100 Millionen Euro Schmiergeld? Spaniens Justiz nimmt sich Ex-König vor
08.06.2020, 17:09 Uhr
Spaniens Ex-König Juan Carlos kann sich der Strafverfolgung nicht mehr entziehen.
(Foto: imago images / Agencia EFE)
Über vier Jahrzehnte seiner Regentschaft genießt Spaniens Ex-König Juan Carlos Schutz vor Strafverfolgung. Doch als der Druck zu groß wird, dankt er 2014 ab - und kann sich seitdem dem Zugriff der Justiz nicht mehr entziehen. Die ermittelt nun wegen eines gigantischen Schmiergeld-Komplexes.

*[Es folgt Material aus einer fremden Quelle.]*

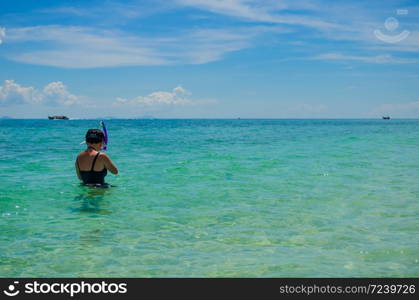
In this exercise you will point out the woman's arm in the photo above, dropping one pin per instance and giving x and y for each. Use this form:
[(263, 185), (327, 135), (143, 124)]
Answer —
[(109, 164)]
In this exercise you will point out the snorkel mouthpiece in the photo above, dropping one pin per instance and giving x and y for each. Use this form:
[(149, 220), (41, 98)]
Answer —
[(105, 138)]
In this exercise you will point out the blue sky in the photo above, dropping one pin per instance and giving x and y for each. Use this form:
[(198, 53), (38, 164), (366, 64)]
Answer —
[(209, 59)]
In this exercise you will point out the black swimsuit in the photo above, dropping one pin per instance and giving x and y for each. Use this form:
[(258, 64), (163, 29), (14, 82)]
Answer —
[(93, 177)]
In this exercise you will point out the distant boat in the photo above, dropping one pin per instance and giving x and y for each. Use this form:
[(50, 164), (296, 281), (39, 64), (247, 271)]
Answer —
[(58, 118)]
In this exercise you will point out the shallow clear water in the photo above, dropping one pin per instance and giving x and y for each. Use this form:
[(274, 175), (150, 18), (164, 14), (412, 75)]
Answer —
[(205, 198)]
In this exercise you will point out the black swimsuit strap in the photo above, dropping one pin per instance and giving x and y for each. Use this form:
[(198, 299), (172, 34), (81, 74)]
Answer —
[(94, 161)]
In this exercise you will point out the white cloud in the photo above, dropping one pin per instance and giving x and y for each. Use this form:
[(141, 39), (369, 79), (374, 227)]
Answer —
[(178, 96), (378, 59), (260, 11), (53, 93), (2, 34), (82, 47), (56, 92)]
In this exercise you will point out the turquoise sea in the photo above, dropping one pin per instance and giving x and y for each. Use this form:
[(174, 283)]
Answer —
[(213, 198)]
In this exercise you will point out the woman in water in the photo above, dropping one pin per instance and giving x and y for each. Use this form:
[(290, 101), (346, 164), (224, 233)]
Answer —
[(91, 164)]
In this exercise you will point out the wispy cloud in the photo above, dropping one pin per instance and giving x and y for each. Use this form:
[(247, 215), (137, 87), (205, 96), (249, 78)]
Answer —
[(82, 47), (378, 59), (260, 11), (12, 93), (178, 96)]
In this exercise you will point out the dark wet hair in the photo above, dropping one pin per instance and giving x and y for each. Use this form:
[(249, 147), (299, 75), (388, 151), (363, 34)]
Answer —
[(94, 136)]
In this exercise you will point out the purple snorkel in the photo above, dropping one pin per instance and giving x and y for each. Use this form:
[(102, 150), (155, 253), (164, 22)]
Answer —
[(105, 133)]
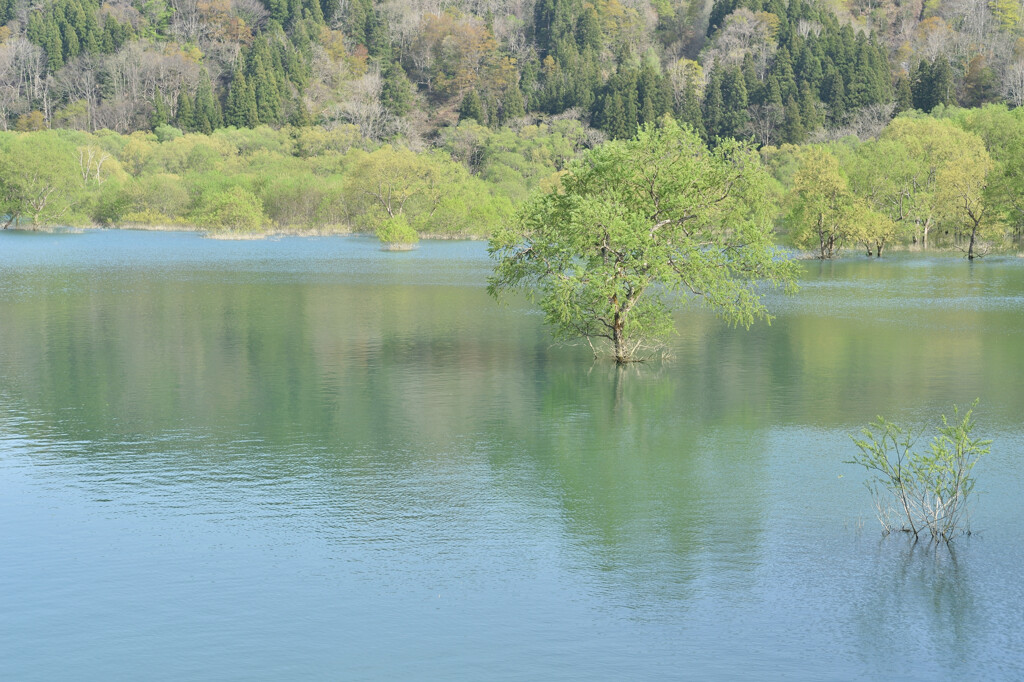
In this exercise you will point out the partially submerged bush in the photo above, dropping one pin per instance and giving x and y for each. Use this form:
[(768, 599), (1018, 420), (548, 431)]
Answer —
[(396, 231), (915, 492)]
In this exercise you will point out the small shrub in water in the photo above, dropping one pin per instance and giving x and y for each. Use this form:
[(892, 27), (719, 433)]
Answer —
[(919, 492)]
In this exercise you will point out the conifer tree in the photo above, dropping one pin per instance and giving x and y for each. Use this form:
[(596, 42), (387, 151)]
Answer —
[(472, 108), (713, 107), (904, 98), (513, 107), (793, 130), (688, 110), (943, 90), (396, 94), (184, 117), (207, 113), (160, 115), (732, 123), (811, 112)]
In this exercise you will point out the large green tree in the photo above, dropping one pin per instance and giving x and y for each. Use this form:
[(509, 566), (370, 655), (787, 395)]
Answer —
[(634, 229)]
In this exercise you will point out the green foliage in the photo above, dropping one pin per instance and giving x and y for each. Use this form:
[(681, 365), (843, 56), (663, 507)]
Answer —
[(916, 491), (636, 225), (40, 180), (235, 209), (822, 210), (396, 231)]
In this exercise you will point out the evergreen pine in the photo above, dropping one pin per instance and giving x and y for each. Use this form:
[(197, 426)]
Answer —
[(713, 108), (206, 111), (734, 115), (184, 117), (942, 87), (793, 130), (396, 93), (904, 98), (160, 116), (513, 107), (472, 108)]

In einem Skandal um mutmaßliche Schmiergeldzahlungen beim Bau einer Schnellbahnstrecke in Saudi-Arabien durch ein spanisches Konsortium hat das Oberste Gericht in Madrid Ermittlungen gegen Ex-König Juan Carlos eingeleitet. Bei den Untersuchungen gehe es darum, die "strafrechtliche Relevanz der Taten abzugrenzen oder auszuschließen", die seit der Abdankung von Juan Carlos als König im Juni 2014 nachzuweisen seien, teilte die Staatsanwaltschaft am Obersten Gericht mit.
In der sogenannten "Affäre um den Wüsten-Zug" ermitteln die für Korruption und Wirtschaftsdelikte zuständigen Behörden schon seit 2018. Im Jahr 2008 soll Juan Carlos Schmiergeld in Höhe von 100 Millionen US-Dollar aus Saudi-Arabien kassiert haben. Die von mehreren spanischen Firmen gebaute Hochgeschwindigkeitsstrecke zwischen Mekka und Medina wurde im Oktober 2018 eingeweiht. Für die rund 450 Kilometer benötigt der "Al Haramain"-Schnellzug etwa zwei Stunden. Für die Passagiere, darunter Millionen Pilger, verkürzte sich die Fahrzeit um über 50 Prozent.
Für die vier Jahrzehnte, die er König und Staatsoberhaupt von Spanien war (22. November 1975 bis 14. Juni 2014) genießt Juan Carlos Immunität. Nach seinem Thronverzicht zugunsten seines Sohnes Felipe VI. hat der heute 82-Jährige zwar noch Sonderrechte, er kann aber vom Obersten Gericht auf die Anklagebank gesetzt werden. Obwohl die mutmaßliche Schmiergeldzahlung 2008 erfolgte, könnte Juan Carlos in Zusammenhang mit dem Skandal unter anderem der Geldwäsche in der Zeit nach 2014 beschuldigt werden.
Nach vielen Skandalen - Felipe brach im Zuge einer millionenschweren Finanzaffäre am 15. März sogar mit seinem Vater - und einem anschließenden historischen Protest der Bevölkerung steht das angeschlagene Königshaus unter Druck. Das Königshaus hatte daraufhin angekündigt, Juan Carlos das Gehalt zu streichen. Er hatte zuletzt immerhin rund 194.000 Euro jährlich aus der Haushaltskasse der Bourbonen bekommen. Dennoch fordern immer mehr Spanier eine Abschaffung der Monarchie.